If you're dealing with a chronic or terminal medical condition, the advent of legalized medical marijuana (or cannabis) in many U.S. states may come as a major relief. For many, cannabis provides a respite from symptoms like migraines, nausea, and even seizures without the side effects common among certain pharmaceuticals. However, because marijuana is still classified as a Schedule I drug under federal drug enforcement laws, accessing it at the state level can come with some legal hoops that you have jump through. Read on to learn more about becoming a medical cannabis patient.
Each state that permits the use of medical cannabis sets out its own patient eligibility criteria. In most cases, patients must be diagnosed with one or more chronic conditions to be eligible. These conditions include terminal cancer, HIV, AIDS, and certain seizure disorders. Once you've been diagnosed with one of these qualifying conditions, you'll need to submit documentation of this diagnosis and any required application forms to your state's department of health or other entity that regulates the distribution and use of medical cannabis.
If it's been years or decades since your initial diagnosis of a qualifying ailment, you may need to visit a board-certified physician to receive updated documentation of this diagnosis. Regulations on the timeframe of diagnoses ensure that only individuals who have a current need for medical cannabis are able to access it.
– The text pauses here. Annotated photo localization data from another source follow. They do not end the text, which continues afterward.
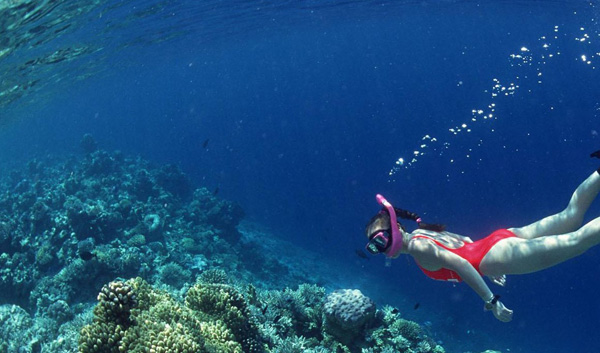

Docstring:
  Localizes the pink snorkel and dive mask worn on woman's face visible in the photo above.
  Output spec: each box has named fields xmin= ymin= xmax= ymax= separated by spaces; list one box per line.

xmin=366 ymin=194 xmax=402 ymax=258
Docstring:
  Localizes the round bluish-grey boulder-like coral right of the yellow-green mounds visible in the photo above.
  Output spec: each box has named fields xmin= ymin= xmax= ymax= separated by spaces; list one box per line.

xmin=323 ymin=289 xmax=375 ymax=341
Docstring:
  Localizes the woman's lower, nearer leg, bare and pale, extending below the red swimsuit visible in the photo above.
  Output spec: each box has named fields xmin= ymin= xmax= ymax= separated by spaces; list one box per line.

xmin=480 ymin=217 xmax=600 ymax=276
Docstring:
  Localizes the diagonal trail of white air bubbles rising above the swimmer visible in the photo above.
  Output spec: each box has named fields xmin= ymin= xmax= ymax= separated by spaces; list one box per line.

xmin=388 ymin=4 xmax=600 ymax=182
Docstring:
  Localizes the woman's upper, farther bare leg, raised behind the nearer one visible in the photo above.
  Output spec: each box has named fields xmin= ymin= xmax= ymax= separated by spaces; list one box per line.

xmin=510 ymin=171 xmax=600 ymax=239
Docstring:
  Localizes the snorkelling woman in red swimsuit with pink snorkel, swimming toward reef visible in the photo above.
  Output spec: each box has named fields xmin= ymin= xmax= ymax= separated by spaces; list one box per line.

xmin=366 ymin=165 xmax=600 ymax=322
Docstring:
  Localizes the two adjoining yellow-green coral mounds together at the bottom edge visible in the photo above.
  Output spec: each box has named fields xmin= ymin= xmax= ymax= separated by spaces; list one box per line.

xmin=79 ymin=278 xmax=262 ymax=353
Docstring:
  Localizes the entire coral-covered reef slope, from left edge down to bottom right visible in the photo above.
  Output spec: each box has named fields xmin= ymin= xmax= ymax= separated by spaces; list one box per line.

xmin=0 ymin=135 xmax=496 ymax=353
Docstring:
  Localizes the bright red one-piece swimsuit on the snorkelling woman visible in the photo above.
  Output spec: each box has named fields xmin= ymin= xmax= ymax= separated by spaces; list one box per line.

xmin=413 ymin=229 xmax=516 ymax=282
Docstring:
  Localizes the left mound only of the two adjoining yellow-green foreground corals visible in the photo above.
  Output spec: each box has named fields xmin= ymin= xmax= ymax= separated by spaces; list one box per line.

xmin=79 ymin=278 xmax=204 ymax=353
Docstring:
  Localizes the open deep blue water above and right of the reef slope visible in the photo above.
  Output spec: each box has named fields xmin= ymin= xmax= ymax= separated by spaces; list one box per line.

xmin=0 ymin=1 xmax=600 ymax=353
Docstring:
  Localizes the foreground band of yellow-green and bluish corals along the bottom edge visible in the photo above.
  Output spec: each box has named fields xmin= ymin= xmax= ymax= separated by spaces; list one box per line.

xmin=79 ymin=276 xmax=444 ymax=353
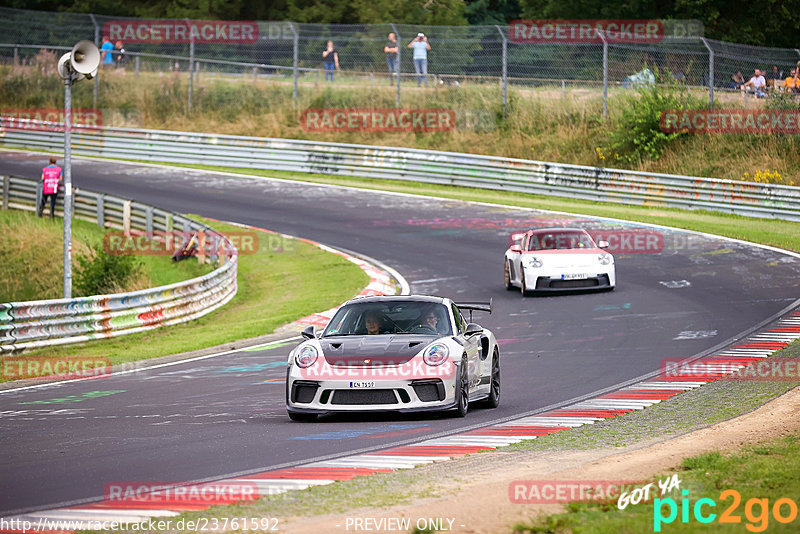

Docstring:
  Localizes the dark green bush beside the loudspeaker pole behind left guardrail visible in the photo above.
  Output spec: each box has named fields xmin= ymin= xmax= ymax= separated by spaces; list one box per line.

xmin=75 ymin=243 xmax=143 ymax=296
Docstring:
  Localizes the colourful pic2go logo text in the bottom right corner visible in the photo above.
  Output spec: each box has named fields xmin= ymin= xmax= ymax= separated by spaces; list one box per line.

xmin=653 ymin=489 xmax=797 ymax=532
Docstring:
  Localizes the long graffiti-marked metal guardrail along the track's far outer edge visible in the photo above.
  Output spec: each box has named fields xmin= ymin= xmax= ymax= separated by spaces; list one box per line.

xmin=0 ymin=117 xmax=800 ymax=221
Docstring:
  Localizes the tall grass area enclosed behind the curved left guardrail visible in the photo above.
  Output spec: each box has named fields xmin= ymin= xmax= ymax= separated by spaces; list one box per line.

xmin=0 ymin=208 xmax=211 ymax=302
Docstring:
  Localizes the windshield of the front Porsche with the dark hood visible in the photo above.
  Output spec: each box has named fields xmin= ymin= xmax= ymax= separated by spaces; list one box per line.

xmin=322 ymin=300 xmax=452 ymax=337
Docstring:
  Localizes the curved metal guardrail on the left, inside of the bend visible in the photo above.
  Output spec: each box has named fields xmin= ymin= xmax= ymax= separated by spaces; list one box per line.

xmin=0 ymin=176 xmax=238 ymax=353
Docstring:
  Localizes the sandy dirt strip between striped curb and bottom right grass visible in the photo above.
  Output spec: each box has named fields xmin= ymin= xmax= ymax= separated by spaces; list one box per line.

xmin=281 ymin=388 xmax=800 ymax=534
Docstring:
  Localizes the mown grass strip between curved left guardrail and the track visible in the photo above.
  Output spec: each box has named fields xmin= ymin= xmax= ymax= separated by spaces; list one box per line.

xmin=10 ymin=217 xmax=369 ymax=370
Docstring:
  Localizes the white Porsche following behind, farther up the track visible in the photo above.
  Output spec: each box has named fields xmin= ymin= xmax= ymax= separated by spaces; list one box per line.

xmin=504 ymin=228 xmax=616 ymax=295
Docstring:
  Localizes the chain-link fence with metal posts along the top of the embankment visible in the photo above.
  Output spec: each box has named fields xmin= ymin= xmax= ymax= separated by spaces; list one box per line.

xmin=0 ymin=8 xmax=800 ymax=111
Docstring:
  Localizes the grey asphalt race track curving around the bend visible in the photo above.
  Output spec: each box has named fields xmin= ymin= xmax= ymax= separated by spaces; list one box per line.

xmin=0 ymin=152 xmax=800 ymax=515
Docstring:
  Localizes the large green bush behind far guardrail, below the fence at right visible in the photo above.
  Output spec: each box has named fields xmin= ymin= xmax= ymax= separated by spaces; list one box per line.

xmin=608 ymin=78 xmax=705 ymax=163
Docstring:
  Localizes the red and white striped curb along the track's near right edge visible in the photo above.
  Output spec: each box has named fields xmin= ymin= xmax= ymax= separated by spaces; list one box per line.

xmin=11 ymin=308 xmax=800 ymax=528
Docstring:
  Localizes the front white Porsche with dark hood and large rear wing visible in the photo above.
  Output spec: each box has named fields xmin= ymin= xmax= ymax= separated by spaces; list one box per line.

xmin=286 ymin=296 xmax=500 ymax=421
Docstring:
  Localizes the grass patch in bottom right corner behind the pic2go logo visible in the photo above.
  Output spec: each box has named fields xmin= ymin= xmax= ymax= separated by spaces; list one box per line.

xmin=513 ymin=433 xmax=800 ymax=534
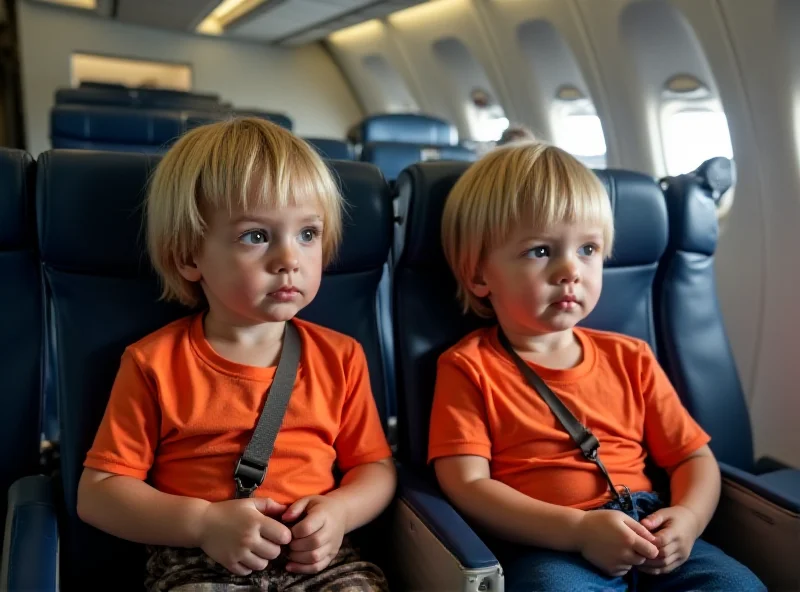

Once you've received your diagnosis, submitted it to your state's board of health, and created an account online, you're ready to pursue the actual product. But, even in states where medical cannabis is legal, this doesn't always mean that you're allowed to cultivate your own crop. Often, you'll be required to purchase medical cannabis products only in liquid, pill, or vapor form; after all, smoking any substance isn't likely to provide health benefits.
Most states have a centralized medical cannabis patient center, where you'll go to meet with a pharmacist who can review your medical records and determine the best dosage and form for your specific needs. You may need to experiment with varying doses or forms before you find the right combination that provides symptom relief. Like other prescriptions for controlled substances, you'll generally be limited as to how much medical cannabis you can access on a monthly or annual basis. If you find that the amount you've been prescribed isn't enough for symptom relief, you can bring these concerns up to the cannabis patient center's pharmacist.